Because they bought in earlier, the inaugural 12 Overwatch League franchises were entitled to four anti-dilution payments of roughly $250,000 each, paid out once per year. That money would be deducted from the expansion franchises’ payments. About a year into the pandemic, Activision Blizzard allowed the 12 franchises to opt-in to receive those payments in advance, with the outstanding amount being made as one flat payment.

During his time at the company, former Activision Blizzard head of esports Brandon Snow proposed waiving all outstanding franchise payments, sources said. Snow left Activision Blizzard in February for an executive role at Formula 1. He declined to comment when contacted by The Jacob Wolf Report this week.

Activision Blizzard has not altered its payment terms and likely won’t make any material changes until after its acquisition by Microsoft closes in mid-2023, pending any potential U.S. government antitrust interference. Microsoft’s stance on Activision Blizzard’s esports properties is unknown, and the company has stayed silent about it since it announced the acquisition plans in January.

Since Activision Blizzard courted investors between 2016 and 2019, the esports business has changed significantly, as have the leagues themselves. The pandemic scrapped the Overwatch League’s extravagant home-and-away model just two months into its rollout. The Call of Duty League, which planned a similar traveling road show around the U.S., London and Paris, was forced to nix its events plans as well.

The Overwatch League also lost several sponsors in the wake of a California Department of Fair Employment and Housing lawsuit filed against Activision Blizzard that alleges the company knowingly allowed sexual misconduct over many years. 

After the DFEH suit, Coca-Cola, Kellogg’s and State Farm paused their advertising on the Overwatch League, per The Washington Post. No advertisers are currently listed on the Overwatch League website. Only four—Zenni, Scuf, Mountain Dew and Aimlab—sponsor the Call of Duty League.

The changes for the esports industry are more widespread. Most esports businesses, regardless of game, have realized the difficulty in generating reliable revenue in categories other than sponsorship and advertising. Many are beginning to pivot—expanding into technology verticals with software, Web3 projects, game development or white-label media production.

The Overwatch and Call of Duty leagues are the most expensive esports leagues in the world by franchise cost, a fact for which they’ve drawn criticism from industry insiders.

Leveraging its CEO Bobby Kotick’s personal relationships, Activision Blizzard recruited high-profile billionaires and multimillion-dollar ownership groups who had never invested in esports before, including the New England Patriots’ Kraft family, Denver Nuggets and Arsenal F.C. owner Kroenke Sports & Entertainment, and then-New York Mets ownership family the Wilpons via their Sterling.VC arm. 

In the years since, several Overwatch League owners have divested or lowered their risk by bringing on additional investors. 

The Kraft family, who were the Overwatch League’s first buyer, merged their Boston Uprising team with Oxygen Esports, a third-party group that raised $20 million and acquired a Call of Duty League slot. With the move, the Krafts shifted much of the financial burden to Oxygen. 
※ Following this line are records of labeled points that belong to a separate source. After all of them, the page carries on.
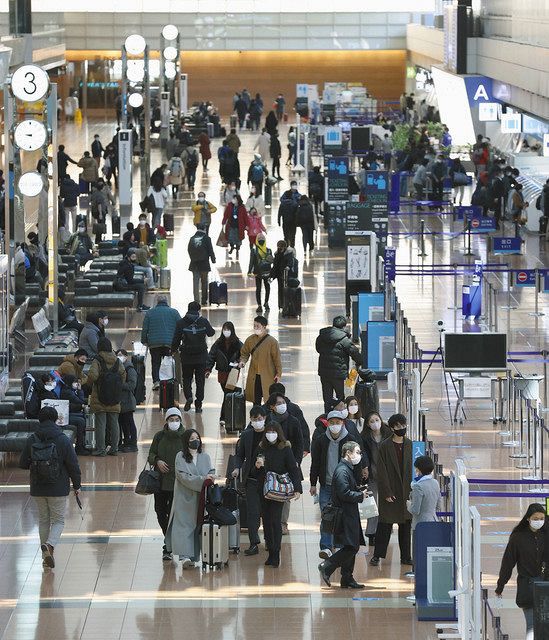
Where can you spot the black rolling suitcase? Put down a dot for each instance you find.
(138, 363)
(235, 411)
(218, 293)
(168, 223)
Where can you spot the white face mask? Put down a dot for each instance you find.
(355, 458)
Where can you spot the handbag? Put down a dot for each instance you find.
(278, 487)
(222, 239)
(232, 379)
(368, 508)
(149, 482)
(331, 519)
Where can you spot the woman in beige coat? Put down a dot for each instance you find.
(265, 366)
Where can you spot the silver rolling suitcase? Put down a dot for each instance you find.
(215, 545)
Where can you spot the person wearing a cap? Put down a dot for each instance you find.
(126, 281)
(166, 444)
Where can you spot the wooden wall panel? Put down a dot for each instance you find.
(215, 75)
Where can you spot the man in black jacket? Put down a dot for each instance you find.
(200, 252)
(278, 408)
(126, 281)
(50, 488)
(335, 347)
(347, 496)
(246, 456)
(190, 339)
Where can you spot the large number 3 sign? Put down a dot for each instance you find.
(30, 83)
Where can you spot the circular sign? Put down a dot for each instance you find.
(170, 32)
(135, 44)
(30, 83)
(30, 135)
(30, 183)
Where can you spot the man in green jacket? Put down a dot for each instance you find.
(157, 333)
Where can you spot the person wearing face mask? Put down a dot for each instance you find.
(254, 225)
(94, 328)
(347, 496)
(326, 452)
(287, 213)
(144, 234)
(394, 476)
(334, 348)
(192, 468)
(128, 405)
(528, 550)
(256, 173)
(190, 339)
(247, 451)
(165, 446)
(80, 245)
(278, 458)
(263, 351)
(261, 261)
(203, 210)
(126, 281)
(291, 428)
(234, 223)
(71, 390)
(255, 202)
(73, 364)
(375, 431)
(224, 355)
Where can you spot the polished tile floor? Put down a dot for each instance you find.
(110, 582)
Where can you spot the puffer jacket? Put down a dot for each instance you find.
(93, 378)
(159, 325)
(88, 338)
(128, 402)
(335, 347)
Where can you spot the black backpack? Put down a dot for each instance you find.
(109, 384)
(45, 467)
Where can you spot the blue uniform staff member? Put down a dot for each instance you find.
(528, 550)
(347, 496)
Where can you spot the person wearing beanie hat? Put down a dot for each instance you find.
(190, 339)
(105, 415)
(166, 444)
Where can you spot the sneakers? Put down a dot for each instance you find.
(47, 555)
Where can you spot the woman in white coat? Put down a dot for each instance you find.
(192, 468)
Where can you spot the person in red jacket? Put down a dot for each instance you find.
(254, 225)
(234, 222)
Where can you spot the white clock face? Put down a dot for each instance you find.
(30, 83)
(30, 135)
(30, 183)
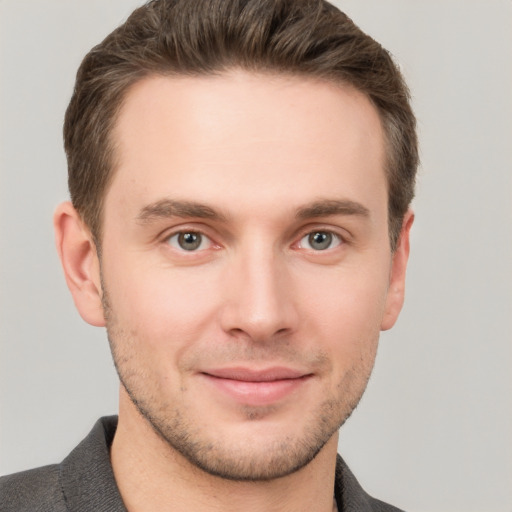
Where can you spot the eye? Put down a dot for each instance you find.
(189, 241)
(320, 240)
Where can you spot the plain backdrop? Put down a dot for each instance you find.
(434, 430)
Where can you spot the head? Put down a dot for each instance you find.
(246, 169)
(304, 38)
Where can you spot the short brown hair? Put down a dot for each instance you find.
(201, 37)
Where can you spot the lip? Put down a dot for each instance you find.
(256, 387)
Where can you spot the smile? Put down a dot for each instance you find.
(256, 388)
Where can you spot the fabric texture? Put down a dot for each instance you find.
(84, 482)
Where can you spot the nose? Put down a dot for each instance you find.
(258, 296)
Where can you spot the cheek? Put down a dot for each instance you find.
(346, 307)
(163, 307)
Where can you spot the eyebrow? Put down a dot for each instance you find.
(166, 208)
(332, 207)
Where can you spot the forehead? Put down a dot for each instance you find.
(246, 133)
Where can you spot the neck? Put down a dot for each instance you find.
(152, 476)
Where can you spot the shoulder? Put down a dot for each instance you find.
(352, 497)
(36, 490)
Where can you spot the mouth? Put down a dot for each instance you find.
(256, 387)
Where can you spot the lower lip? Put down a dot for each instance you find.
(257, 393)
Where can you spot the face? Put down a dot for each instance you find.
(246, 266)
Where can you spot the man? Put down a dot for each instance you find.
(240, 177)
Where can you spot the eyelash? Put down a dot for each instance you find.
(332, 238)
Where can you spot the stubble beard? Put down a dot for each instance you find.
(279, 458)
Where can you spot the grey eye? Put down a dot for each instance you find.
(189, 241)
(320, 240)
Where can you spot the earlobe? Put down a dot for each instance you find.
(396, 290)
(79, 258)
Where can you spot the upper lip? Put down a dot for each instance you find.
(254, 375)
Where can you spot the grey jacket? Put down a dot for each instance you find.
(84, 482)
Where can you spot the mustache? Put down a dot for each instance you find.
(257, 355)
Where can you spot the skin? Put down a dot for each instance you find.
(240, 359)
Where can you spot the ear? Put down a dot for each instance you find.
(396, 290)
(79, 258)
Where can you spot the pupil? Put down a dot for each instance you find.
(320, 240)
(189, 241)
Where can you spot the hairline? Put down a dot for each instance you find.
(111, 145)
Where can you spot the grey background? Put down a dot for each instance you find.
(434, 430)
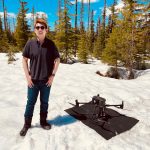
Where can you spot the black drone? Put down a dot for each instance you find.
(99, 107)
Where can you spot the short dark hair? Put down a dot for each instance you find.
(41, 21)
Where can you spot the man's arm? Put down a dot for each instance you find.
(56, 64)
(26, 71)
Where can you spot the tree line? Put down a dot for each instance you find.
(123, 40)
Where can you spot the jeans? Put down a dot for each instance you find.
(39, 86)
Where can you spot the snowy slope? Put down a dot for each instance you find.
(76, 81)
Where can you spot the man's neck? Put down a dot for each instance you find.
(41, 40)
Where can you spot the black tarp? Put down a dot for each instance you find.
(114, 124)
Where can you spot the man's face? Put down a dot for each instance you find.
(40, 30)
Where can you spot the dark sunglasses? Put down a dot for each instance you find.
(38, 27)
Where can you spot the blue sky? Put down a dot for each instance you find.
(49, 7)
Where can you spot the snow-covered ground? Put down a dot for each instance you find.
(76, 81)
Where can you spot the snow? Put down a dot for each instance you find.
(76, 81)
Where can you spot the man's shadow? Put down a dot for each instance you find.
(62, 120)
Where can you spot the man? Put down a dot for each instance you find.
(44, 62)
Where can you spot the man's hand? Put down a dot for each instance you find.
(50, 80)
(29, 81)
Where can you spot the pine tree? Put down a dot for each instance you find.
(91, 34)
(22, 28)
(64, 38)
(82, 48)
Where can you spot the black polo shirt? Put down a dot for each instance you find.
(41, 58)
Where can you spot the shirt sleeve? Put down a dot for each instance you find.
(26, 50)
(56, 53)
Immortals, who own the Los Angeles Valiant, outsourced most of its operations for that team to LinGan e-Sports and relocated the franchise from the U.S. to China. Immortals also sold its Call of Duty League slot at the end of the 2020 season to 100 Thieves, who rebranded the team to the Los Angeles Thieves and sold the OpTic Gaming brand to its former CEO, Hector “H3CZ” Rodriguez, and NRG Esports.
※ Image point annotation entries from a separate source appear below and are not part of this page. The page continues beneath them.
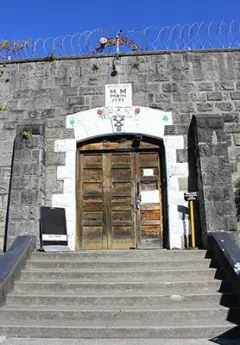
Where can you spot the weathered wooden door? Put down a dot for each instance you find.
(149, 211)
(119, 200)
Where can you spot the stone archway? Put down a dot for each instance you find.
(130, 120)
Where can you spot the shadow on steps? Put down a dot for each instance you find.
(230, 300)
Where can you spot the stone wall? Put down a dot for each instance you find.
(27, 192)
(185, 83)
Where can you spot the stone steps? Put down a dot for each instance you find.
(108, 265)
(74, 287)
(121, 255)
(150, 294)
(118, 275)
(39, 330)
(119, 301)
(113, 341)
(156, 315)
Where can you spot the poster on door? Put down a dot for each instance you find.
(150, 197)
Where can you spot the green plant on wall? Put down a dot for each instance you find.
(136, 63)
(95, 68)
(26, 135)
(3, 108)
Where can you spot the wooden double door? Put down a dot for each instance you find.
(119, 198)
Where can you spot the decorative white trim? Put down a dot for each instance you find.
(139, 120)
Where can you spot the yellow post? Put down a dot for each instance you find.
(192, 222)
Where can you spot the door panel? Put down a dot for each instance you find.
(109, 216)
(120, 203)
(91, 203)
(150, 222)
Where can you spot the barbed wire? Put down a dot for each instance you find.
(179, 37)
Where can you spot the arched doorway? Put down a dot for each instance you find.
(121, 193)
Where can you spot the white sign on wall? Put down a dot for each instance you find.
(118, 95)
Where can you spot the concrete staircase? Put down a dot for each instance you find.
(119, 294)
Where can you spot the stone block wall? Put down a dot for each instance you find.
(185, 83)
(27, 183)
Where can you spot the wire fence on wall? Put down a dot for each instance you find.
(179, 37)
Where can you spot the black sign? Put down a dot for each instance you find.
(53, 228)
(190, 196)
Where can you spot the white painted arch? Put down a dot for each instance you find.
(98, 122)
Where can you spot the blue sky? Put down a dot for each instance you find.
(24, 19)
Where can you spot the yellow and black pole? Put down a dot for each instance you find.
(191, 211)
(191, 197)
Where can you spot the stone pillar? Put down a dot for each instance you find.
(26, 193)
(213, 174)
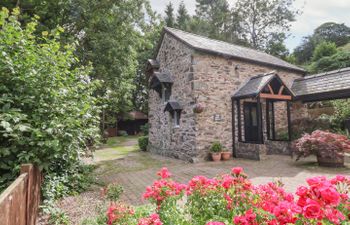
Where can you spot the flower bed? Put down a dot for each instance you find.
(232, 199)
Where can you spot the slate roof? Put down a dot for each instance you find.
(333, 84)
(160, 77)
(154, 63)
(254, 86)
(172, 106)
(212, 46)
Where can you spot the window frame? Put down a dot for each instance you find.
(176, 118)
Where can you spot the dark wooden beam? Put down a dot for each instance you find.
(260, 132)
(273, 120)
(270, 88)
(289, 122)
(268, 119)
(281, 90)
(277, 97)
(233, 129)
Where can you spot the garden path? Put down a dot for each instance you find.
(121, 163)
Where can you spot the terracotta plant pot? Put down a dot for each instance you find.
(331, 162)
(198, 108)
(225, 155)
(216, 156)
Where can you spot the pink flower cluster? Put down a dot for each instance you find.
(117, 212)
(151, 220)
(323, 201)
(163, 188)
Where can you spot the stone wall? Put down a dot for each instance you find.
(215, 81)
(209, 80)
(164, 137)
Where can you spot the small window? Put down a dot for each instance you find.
(166, 93)
(176, 118)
Rodriguez and NRG later split in 2021, with NRG selling Oxygen its team slot. H3CZ then merged OpTic with longtime rival Envy Gaming and relocated the team to Dallas, with the OpTic brand replacing the Dallas Empire.
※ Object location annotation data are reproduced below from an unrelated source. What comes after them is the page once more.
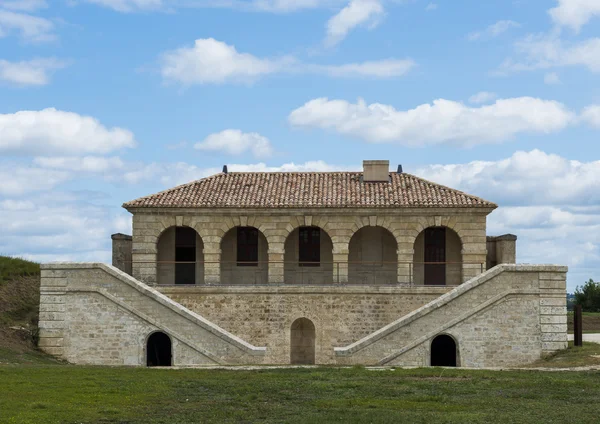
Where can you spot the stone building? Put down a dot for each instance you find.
(371, 267)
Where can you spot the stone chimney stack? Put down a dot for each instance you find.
(376, 171)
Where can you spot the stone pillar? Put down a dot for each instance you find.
(406, 273)
(276, 265)
(212, 263)
(122, 252)
(340, 263)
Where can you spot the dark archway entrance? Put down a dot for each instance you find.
(158, 350)
(303, 342)
(443, 351)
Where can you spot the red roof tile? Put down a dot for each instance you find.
(308, 189)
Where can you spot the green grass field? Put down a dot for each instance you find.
(68, 394)
(35, 388)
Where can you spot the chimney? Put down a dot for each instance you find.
(376, 171)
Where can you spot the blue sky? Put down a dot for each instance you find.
(103, 101)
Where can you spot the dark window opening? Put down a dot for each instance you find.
(185, 255)
(443, 351)
(435, 251)
(158, 350)
(247, 246)
(309, 248)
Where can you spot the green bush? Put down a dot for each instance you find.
(588, 296)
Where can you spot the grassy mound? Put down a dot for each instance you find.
(19, 304)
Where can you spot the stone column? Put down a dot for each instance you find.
(276, 265)
(405, 263)
(340, 263)
(212, 263)
(122, 251)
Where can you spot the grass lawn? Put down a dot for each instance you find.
(590, 322)
(70, 394)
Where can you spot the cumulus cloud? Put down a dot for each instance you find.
(545, 51)
(18, 180)
(575, 13)
(443, 122)
(482, 97)
(129, 5)
(31, 72)
(24, 5)
(591, 115)
(211, 61)
(494, 30)
(95, 164)
(30, 28)
(236, 142)
(357, 12)
(55, 132)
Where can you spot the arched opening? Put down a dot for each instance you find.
(443, 351)
(302, 342)
(180, 256)
(373, 257)
(437, 257)
(244, 256)
(308, 256)
(158, 350)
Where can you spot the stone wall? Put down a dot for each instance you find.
(121, 247)
(511, 315)
(340, 225)
(263, 315)
(95, 314)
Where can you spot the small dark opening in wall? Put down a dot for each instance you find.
(443, 351)
(158, 351)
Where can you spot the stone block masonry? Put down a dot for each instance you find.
(510, 315)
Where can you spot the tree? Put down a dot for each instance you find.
(588, 296)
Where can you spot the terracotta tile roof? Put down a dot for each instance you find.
(308, 189)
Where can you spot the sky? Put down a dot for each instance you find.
(104, 101)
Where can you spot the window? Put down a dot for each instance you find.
(247, 254)
(309, 248)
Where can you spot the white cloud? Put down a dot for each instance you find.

As their businesses enter the later stages, esports teams will face new challenges with investment fundraising. With the stock market down and what many believe is an impending recession looming, private equity and venture capital investments are decreasing and companies in all sectors are being affected. That means many esports teams will need to figure out how to survive over the next few years with their existing cash on hand, and better manage their profit and loss.